Trop lent et trop complexe
La première déception concerne la mise en oeuvre "relativement lente" de la loi ENL, au point que tous ses textes d'application ne sont pas encore parus. Cette mise en oeuvre a, en outre, souffert de l'extrême complexité d'un certain nombre de dispositifs prévus par le texte, et qui n'ont pas fait l'objet d'un effort d'information suffisant. C'est le cas, par exemple, du conventionnement "Anah sans travaux" (possibilité de déduction fiscale des revenus fonciers en contrepartie d'un engagement sur le montant du loyer et les conditions de ressources des locataires). Outre sa complexité et l'absence d'information sur la mesure (à la différence du conventionnement Anah avec travaux), ce dispositif a souffert d'un avantage fiscal "sans commune mesure avec celui offert aux investisseurs en logements neufs". Plus surprenant : l'échec de la mesure améliorant le dispositif de dissociation entre l'usufruit locatif et la nue-propriété, au profit de la réalisation de logements sociaux. Qualifié de "remarquable" par le rapport, ce dispositif a souffert d'être limité aux seules opérations financées en prêt PLS (prêts locatifs sociaux). De même, le rapport dresse un bilan mitigé des cessions de terrain de l'Etat en vue de permettre la construction de logements locatifs sociaux. Sur les 30.000 logements envisagés à ce titre sur la période 2006-2008, 13.300 logements avaient été mis en chantier à la fin de 2007, dont un peu plus de 6.500 logements locatifs sociaux. Les collectivités ou leurs mandants ont préempté plus de la moitié des terrains cédés. Ce relatif échec a d'ailleurs conduit à la mise en oeuvre de nouvelles procédures pour la période 2008-2012. Le rapport était, bien sûr, attendu sur les dispositifs Robien (revu par la loi ENL) et Borloo (créé par la loi) d'incitation à l'investissement locatif. Il se révèle plutôt positif, en reconnaissant que ces dispositifs "ont permis une véritable relance du marché, mais leur ciblage géographique a dû être revu". Le rapport reprend néanmoins les trois critiques récurrentes formulées sur ces dispositifs : l'effet inflationniste sur les loyers, la contribution au renchérissement du prix du foncier et - surtout - l'incitation à construire des logements "dans des zones où les besoins ne se font pas sentir". Curieusement, le rapport d'information est en revanche très discret sur le bilan d'une mesure de la loi ENL qui a pourtant bien fonctionné : la réforme du statut des offices HLM.

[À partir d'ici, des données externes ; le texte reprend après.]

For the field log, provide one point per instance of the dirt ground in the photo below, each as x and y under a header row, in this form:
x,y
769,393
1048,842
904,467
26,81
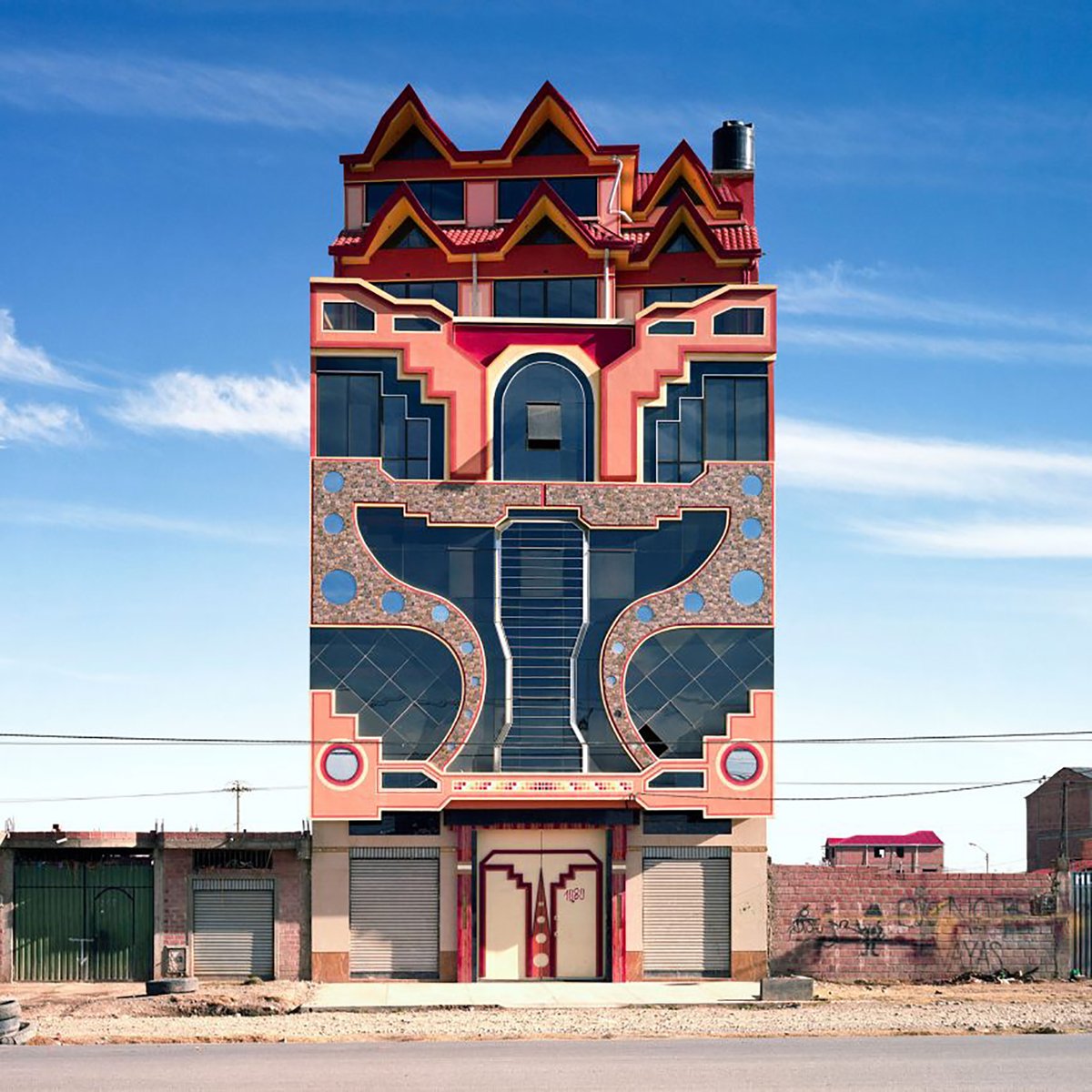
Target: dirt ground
x,y
268,1013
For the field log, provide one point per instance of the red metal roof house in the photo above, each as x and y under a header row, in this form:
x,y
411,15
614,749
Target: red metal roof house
x,y
921,851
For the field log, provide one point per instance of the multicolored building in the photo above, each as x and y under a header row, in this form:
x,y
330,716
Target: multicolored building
x,y
541,560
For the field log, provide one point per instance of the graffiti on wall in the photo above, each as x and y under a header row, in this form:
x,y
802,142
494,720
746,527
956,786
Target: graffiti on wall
x,y
975,929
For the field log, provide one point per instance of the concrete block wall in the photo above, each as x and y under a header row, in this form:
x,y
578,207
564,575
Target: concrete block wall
x,y
845,924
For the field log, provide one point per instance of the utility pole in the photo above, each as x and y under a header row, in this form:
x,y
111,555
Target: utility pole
x,y
238,787
1063,864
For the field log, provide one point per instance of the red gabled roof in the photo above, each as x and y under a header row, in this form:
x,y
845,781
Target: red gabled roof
x,y
915,838
547,91
724,238
480,239
648,187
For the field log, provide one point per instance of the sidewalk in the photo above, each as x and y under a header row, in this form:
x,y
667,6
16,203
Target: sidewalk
x,y
367,996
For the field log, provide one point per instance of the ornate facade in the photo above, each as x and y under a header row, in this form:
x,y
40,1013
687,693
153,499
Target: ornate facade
x,y
541,541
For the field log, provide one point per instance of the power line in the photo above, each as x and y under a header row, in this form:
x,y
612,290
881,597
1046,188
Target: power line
x,y
682,800
146,796
39,738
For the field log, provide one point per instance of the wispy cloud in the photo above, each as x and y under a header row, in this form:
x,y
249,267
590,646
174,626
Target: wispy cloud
x,y
986,539
28,364
830,458
126,86
39,423
98,518
853,309
219,405
932,496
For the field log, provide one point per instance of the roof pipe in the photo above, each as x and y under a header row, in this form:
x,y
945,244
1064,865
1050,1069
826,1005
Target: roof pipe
x,y
614,192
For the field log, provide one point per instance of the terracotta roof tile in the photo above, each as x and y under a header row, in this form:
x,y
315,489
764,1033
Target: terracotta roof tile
x,y
465,236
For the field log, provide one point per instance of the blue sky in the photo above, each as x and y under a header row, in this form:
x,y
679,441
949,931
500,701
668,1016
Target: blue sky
x,y
168,181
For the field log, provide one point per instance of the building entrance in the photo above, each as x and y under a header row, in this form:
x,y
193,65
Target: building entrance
x,y
541,905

Trop de loi tue-t-il la loi ?
Au-delà du cas particulier de la loi ENL, le rapport s'attarde longuement sur une question de fond qui, pour n'être pas propre au secteur du logement, n'en pèse pas moins fortement sur ce dernier. Il s'agit en l'occurrence du "décalage entre rythme d'adoption et rythme d'application des textes". Alors même que tous les textes réglementaires d'application de la loi ENL ne sont pas parus, trois nouvelles lois ont apporté des modifications, parfois conséquentes, au texte originel. C'est le cas de la loi du 5 mars 2007 instituant le droit au logement opposable (Dalo), de la loi de finances rectificative pour 2008 (qui a profondément revu les dispositifs d'aide à l'investissement locatif) et de la loi du 25 mars 2009 de mobilisation pour le logement et de lutte contre l'exclusion (loi Molle), qui a, par exemple, modifié le mécanisme du surloyer de solidarité. Sans méconnaître les aléas politiques (élections présidentielles et législatives de 2007), survenus peu de temps après l'adoption de la loi ENL, les rapporteurs ne cachent pas que cette succession rapprochée de textes contribue à la complexité, à l'instabilité juridique et au manque de lisibilité des mesures en faveur du logement.